Súbitamente, Herodes arqueó el cuerpo al sentir profanada la herida en su costado. Acto seguido lo asaltaron violentas convulsiones. Vio
luz
y oyó
voces.
Ante él, la pátina de telarañas se rompió, y de dentro asomó un dedo huesudo, coronado por una uña puntiaguda con mugre incrustada. Volvió a sentir la conmoción, ahora más larga, más dolorosa. Tenía los ojos abiertos y notaba un objeto de plástico en la boca. Alrededor había rostros con mascarillas, visibles sólo sus ojos. Unas manos se posaron en su corazón, y una voz, baja e insistente, le susurró, le habló de secretos importantes, de cosas que debían hacerse, y antes de la resurrección de Herodes, aquello pronunció su nombre y le anunció que volvería a buscarlo, y que él lo reconocería cuando apareciese.

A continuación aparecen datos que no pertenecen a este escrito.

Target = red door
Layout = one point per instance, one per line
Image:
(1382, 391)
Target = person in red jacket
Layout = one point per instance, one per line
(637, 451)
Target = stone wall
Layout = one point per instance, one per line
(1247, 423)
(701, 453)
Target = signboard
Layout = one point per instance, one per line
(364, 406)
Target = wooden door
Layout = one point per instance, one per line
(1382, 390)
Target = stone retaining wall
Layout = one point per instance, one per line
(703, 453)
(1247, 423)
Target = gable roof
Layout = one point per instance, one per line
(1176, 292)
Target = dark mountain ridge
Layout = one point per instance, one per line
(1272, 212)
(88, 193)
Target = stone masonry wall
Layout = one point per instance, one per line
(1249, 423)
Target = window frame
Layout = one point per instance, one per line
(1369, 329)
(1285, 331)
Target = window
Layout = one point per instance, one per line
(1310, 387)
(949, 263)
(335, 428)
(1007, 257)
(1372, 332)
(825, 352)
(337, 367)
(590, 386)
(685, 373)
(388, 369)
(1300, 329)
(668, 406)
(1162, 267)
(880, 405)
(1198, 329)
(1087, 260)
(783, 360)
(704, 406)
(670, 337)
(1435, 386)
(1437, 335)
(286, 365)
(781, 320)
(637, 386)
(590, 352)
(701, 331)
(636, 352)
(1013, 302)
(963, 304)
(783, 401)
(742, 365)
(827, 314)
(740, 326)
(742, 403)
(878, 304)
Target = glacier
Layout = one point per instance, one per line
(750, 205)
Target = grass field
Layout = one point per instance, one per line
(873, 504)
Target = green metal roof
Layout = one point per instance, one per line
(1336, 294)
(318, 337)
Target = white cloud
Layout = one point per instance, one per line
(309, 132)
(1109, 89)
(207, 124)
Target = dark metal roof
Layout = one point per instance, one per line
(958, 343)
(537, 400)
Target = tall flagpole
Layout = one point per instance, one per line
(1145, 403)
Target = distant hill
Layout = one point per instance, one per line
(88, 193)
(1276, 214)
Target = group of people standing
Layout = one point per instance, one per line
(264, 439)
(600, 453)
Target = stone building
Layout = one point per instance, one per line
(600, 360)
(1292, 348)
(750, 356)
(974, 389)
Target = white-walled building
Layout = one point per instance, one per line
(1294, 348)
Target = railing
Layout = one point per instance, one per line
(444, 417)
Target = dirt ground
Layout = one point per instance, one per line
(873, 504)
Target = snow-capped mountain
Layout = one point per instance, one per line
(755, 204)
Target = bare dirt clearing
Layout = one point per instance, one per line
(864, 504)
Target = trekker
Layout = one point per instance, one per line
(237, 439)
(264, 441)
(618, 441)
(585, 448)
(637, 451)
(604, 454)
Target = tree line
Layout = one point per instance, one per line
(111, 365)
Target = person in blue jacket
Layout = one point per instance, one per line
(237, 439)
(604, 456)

Ahora, al apartarse Herodes del espejo del baño, el reflejo permaneció en su sitio: una máscara sin ojos ni facciones, suspendida detrás del cristal, hasta que debajo cobraron forma el cuello de un viejo traje a cuadros, como el de un voceador de feria, una pajarita roja y una camisa amarilla con estampado de globos.
Herodes miró, y lo reconoció, y no tuvo miedo.